# Is The Bell Tree dying?



## Katewho93 (Feb 16, 2017)

When I first joined everything was hopping....Re-tail, Vtp, the market. Has anyone elso noticed a decline in these places as well? I hardly ever visit other boards so idk if those have been slow too.

I can't tell if it's because of so many shops or what but it makes me kinda sad.

Also, collectables, wtf. Will there be a new batch released before I die? Will people stop hoarding them and selling them for ridiculous prices? The world may never know


----------



## SensaiGallade (Feb 16, 2017)

Honestly, considering you joined in November, you can't really judge whether the forums is dying or not. But New Leaf did get the new update in November, so I understand why you may think it could be dying.

From my perspective, I don't think so. As for the collectable, restocks, they're once every blue moon with very limited stock which has increased their rarity and value.


----------



## Katewho93 (Feb 16, 2017)

Do you think it's fair that people bulk buy them for the sole purpose of reselling at an inflated rate? I can get both sides of the spectrum but I think there should be a limit on how many you can buy. Though they turned to yellow candy and are essentially useless now, one user bought more than half of the wierd doll stash :/

If I'm rambling at this point just ignore me lol. I had a wisdom tooth taken out and I'm drugged to the max rn


----------



## SensaiGallade (Feb 16, 2017)

Katewho93 said:


> Do you think it's fair that people bulk buy them for the sole purpose of reselling at an inflated rate? I can get both sides of the spectrum but I think there should be a limit on how many you can buy. Though they turned to yellow candy and are essentially useless now, one user bought more than half of the wierd doll stash :/
> 
> If I'm rambling at this point just ignore me lol. I had a wisdom tooth taken out and I'm drugged to the max rn



Lol, the whole wierd doll fiasco was just for Friday the 13th. Its not the first time its happened I don't think.
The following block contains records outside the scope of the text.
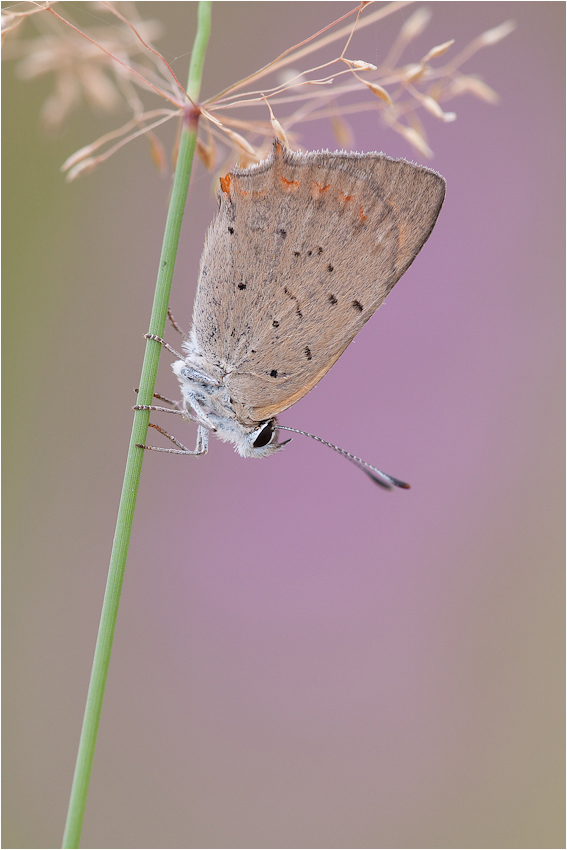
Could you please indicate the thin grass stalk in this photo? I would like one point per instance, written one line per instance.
(101, 662)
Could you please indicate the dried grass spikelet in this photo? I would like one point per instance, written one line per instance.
(116, 65)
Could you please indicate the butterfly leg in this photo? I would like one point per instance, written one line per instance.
(165, 345)
(201, 447)
(175, 325)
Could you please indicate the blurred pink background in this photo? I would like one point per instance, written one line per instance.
(301, 659)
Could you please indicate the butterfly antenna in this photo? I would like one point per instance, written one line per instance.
(379, 477)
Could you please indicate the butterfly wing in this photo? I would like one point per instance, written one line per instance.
(303, 250)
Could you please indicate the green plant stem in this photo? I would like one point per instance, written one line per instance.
(125, 517)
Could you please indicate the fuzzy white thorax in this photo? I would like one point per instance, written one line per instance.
(206, 398)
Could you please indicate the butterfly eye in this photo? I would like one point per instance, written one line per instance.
(265, 435)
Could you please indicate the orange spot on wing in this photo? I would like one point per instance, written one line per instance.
(291, 183)
(318, 190)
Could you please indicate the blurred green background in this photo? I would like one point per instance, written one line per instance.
(300, 660)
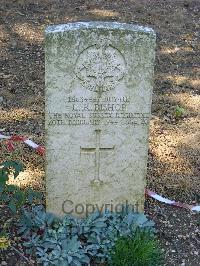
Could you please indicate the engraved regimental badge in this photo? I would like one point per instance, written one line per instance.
(100, 67)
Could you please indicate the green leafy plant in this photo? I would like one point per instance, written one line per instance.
(141, 249)
(12, 195)
(72, 241)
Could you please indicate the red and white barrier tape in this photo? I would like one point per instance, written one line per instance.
(11, 139)
(172, 202)
(41, 151)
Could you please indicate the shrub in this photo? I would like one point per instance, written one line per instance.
(10, 195)
(72, 241)
(141, 249)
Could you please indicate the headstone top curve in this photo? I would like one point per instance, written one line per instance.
(98, 25)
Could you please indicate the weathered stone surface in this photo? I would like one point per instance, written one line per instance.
(98, 102)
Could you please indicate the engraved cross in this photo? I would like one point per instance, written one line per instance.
(97, 151)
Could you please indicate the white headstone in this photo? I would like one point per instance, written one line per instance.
(98, 105)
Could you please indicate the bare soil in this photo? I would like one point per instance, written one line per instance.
(174, 151)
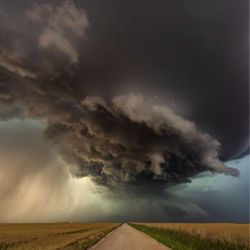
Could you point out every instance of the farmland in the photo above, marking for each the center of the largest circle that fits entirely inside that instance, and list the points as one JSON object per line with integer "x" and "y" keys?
{"x": 52, "y": 236}
{"x": 194, "y": 236}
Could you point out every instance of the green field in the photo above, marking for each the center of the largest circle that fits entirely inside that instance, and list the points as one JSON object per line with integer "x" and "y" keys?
{"x": 179, "y": 239}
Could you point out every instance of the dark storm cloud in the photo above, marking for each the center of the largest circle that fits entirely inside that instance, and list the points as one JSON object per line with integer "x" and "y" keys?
{"x": 68, "y": 69}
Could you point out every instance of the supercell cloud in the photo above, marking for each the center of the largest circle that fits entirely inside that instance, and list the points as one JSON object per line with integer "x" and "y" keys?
{"x": 58, "y": 68}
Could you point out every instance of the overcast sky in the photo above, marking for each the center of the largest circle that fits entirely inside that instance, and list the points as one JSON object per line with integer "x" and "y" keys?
{"x": 106, "y": 106}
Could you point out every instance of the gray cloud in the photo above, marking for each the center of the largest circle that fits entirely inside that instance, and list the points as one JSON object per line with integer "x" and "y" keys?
{"x": 63, "y": 20}
{"x": 127, "y": 143}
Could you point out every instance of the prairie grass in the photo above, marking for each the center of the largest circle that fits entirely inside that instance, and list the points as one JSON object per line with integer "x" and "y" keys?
{"x": 52, "y": 236}
{"x": 179, "y": 239}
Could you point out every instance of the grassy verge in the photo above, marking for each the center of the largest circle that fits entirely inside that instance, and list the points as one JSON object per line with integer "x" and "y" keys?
{"x": 180, "y": 240}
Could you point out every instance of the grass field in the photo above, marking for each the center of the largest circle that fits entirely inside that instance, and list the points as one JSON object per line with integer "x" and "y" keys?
{"x": 52, "y": 236}
{"x": 187, "y": 236}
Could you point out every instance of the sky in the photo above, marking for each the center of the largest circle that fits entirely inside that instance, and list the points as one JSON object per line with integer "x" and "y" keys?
{"x": 124, "y": 111}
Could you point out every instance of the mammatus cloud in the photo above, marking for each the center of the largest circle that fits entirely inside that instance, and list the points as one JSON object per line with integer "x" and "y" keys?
{"x": 13, "y": 66}
{"x": 117, "y": 148}
{"x": 63, "y": 20}
{"x": 125, "y": 143}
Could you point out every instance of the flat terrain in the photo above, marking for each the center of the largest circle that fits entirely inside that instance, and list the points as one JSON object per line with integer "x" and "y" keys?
{"x": 52, "y": 236}
{"x": 227, "y": 231}
{"x": 127, "y": 238}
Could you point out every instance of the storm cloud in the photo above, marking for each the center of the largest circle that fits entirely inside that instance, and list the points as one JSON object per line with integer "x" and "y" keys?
{"x": 137, "y": 103}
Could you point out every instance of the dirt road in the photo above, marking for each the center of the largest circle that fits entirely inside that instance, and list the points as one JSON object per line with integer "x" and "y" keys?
{"x": 126, "y": 237}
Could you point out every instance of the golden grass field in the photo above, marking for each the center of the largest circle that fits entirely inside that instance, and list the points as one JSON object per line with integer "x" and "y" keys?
{"x": 223, "y": 231}
{"x": 52, "y": 236}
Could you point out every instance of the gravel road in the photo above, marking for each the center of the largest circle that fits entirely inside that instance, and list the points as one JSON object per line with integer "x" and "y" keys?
{"x": 126, "y": 237}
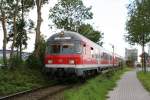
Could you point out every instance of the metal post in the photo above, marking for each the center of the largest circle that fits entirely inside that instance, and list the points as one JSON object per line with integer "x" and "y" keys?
{"x": 113, "y": 55}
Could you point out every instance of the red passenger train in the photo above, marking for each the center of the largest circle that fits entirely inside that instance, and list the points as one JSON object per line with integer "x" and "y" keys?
{"x": 69, "y": 53}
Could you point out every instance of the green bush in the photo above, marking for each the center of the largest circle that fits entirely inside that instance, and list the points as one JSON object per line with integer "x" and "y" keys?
{"x": 15, "y": 61}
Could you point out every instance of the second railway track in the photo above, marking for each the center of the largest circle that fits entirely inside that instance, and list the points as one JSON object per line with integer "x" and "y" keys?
{"x": 37, "y": 94}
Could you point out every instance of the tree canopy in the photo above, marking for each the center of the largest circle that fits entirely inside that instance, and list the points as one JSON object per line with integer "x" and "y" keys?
{"x": 69, "y": 14}
{"x": 88, "y": 31}
{"x": 138, "y": 23}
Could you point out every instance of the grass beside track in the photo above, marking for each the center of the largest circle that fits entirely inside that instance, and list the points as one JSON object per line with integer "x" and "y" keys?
{"x": 145, "y": 79}
{"x": 96, "y": 88}
{"x": 20, "y": 79}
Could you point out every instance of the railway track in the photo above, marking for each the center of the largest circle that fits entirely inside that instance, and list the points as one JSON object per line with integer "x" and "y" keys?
{"x": 38, "y": 93}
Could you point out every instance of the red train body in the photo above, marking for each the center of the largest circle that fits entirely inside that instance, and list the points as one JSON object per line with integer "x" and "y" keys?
{"x": 72, "y": 54}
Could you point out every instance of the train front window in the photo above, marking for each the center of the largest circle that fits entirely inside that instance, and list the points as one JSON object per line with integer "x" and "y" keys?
{"x": 67, "y": 48}
{"x": 54, "y": 49}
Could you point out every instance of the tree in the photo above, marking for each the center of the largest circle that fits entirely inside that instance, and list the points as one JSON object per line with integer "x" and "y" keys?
{"x": 138, "y": 24}
{"x": 39, "y": 4}
{"x": 3, "y": 16}
{"x": 70, "y": 14}
{"x": 88, "y": 31}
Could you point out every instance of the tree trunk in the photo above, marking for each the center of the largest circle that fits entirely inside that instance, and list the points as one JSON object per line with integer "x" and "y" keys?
{"x": 14, "y": 37}
{"x": 5, "y": 37}
{"x": 39, "y": 21}
{"x": 14, "y": 32}
{"x": 143, "y": 50}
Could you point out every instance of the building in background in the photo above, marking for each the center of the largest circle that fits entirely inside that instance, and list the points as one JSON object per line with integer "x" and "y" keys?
{"x": 131, "y": 56}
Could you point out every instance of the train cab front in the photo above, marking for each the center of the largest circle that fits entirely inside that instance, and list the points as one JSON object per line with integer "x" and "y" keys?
{"x": 63, "y": 54}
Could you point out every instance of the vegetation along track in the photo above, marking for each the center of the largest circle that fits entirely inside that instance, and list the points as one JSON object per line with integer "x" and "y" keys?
{"x": 39, "y": 93}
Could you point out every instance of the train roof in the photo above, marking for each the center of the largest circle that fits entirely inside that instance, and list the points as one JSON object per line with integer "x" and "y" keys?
{"x": 64, "y": 35}
{"x": 75, "y": 36}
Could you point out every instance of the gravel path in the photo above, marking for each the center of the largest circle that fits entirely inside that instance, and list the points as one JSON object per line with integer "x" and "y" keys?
{"x": 129, "y": 88}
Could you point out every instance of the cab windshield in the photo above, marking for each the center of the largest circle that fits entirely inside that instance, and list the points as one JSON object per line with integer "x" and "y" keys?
{"x": 64, "y": 48}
The collectible hoarding isn't an easy thing to do nowadays considering only 1 or 2 collectibles are restocked at a time. Like with the last Chocolate Cake restock, there was only 1 issued out every few hours. So hoarding isn't an easy thing to do unless you've been a long time member here or you just have all the TBT in the world to buy everything.


----------



## AnimalCrossingPerson (Feb 16, 2017)

Nah, it's not dying or dramatically decreasing in activity from what I've noticed. It may decline a little, but any new Animal Crossing games (especially a proper one on the Switch) will certainly perk it up again.


----------



## nostalgibra (Feb 16, 2017)

Related: I wonder what was going on in the community/fandom on the most active date on the forums?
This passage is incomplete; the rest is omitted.